Der „Leuchtturm“ von Lutz Fritsch im Kölner Rheinauhafen.

Der Künstler Lutz Fritsch streitet mit der Stadt Köln um den Erhalt seiner Skulptur „Standortmitte“. Jetzt soll offenbar ein zweites seiner Werke dem Ausbau des Stadtverkehrs zum Opfer fallen.

Zunächst habe er an einen makabren Scherz gedacht, sagt Lutz Fritsch, und tatsächlich könnte man meinen, der Kölner Künstler sei in eine absurde Komödie geraten, deren Verfasserin die lokale Stadtverwaltung ist. Am 27. April, so erzählt es Fritsch, habe er einen Termin mit dem Dezernat für Mobilität gehabt, wo ihm der Beigeordnete Ascan Egerer über den jüngsten Stand beim Ausbau der Stadtbahn Süd berichtete. Die geplante Trasse führt über den Verteilerkreis und damit direkt an Fritsch‘ ikonischer Skulptur „Standortmitte“ vorbei. Der Künstler sieht sein Kunstwerk durch die Pläne „bedroht“ und hat die Verwaltung für ihr, wie er findet, „rücksichtsloses“ Vorgehen kritisiert.

Am Rheinauhafen soll eine Brücke für Radfahrer und Fußgänger errichtet werden

Ascan Egerer habe ihm beim Treffen keine großen Hoffnungen für die „Standortmitte“ gemacht, so Fritsch. Demnach prüft die Stadt derzeit eine weitere Tunnellösung, aber auch diese werde wohl das angrenzende Wasserschutzgebiet so sehr beeinträchtigen, dass sie nicht infrage komme. Schlechte Nachrichten ist Fritsch mittlerweile von der Stadt gewohnt. Die folgende überrumpelte ihn aber doch: Man plane, so Egerer, am Rheinauhafen eine Brücke über den Rhein zu bauen. Genauer gesagt: am Elisabeth-Treskow-Platz. Dort steht seit 2008 der „Leuchtturm“, ein Kunstwerk von Lutz Fritsch.

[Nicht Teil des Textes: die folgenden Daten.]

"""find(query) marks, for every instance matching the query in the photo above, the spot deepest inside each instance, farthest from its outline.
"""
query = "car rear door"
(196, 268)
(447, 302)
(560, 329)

Wer den Elisabeth-Treskow-Platz am Rheinauhafen kennt, kann sich ausmalen, dass der „Leuchtturm“ in unmittelbarer Nachbarschaft einer weit geschwungenen Rheinquerung für Radfahrer und Fußgänger viel von seiner Wirkung verlieren würde. Er wäre ein Licht, das man nicht mehr richtig sieht. Die Skulptur besteht aus einer langen, silbergrau lackierten Stahlstele, auf deren Spitze sich in Höhe von 26 Metern ein Quadrat im Wind dreht. Dieses Quadrat hat eine grüne und eine rote Seite, in der Schifffahrt dienen diese Signalfarben dazu, die Fahrrinne zu markieren. Grün steht für Steuerbord (rechts), Rot für Backbord (links).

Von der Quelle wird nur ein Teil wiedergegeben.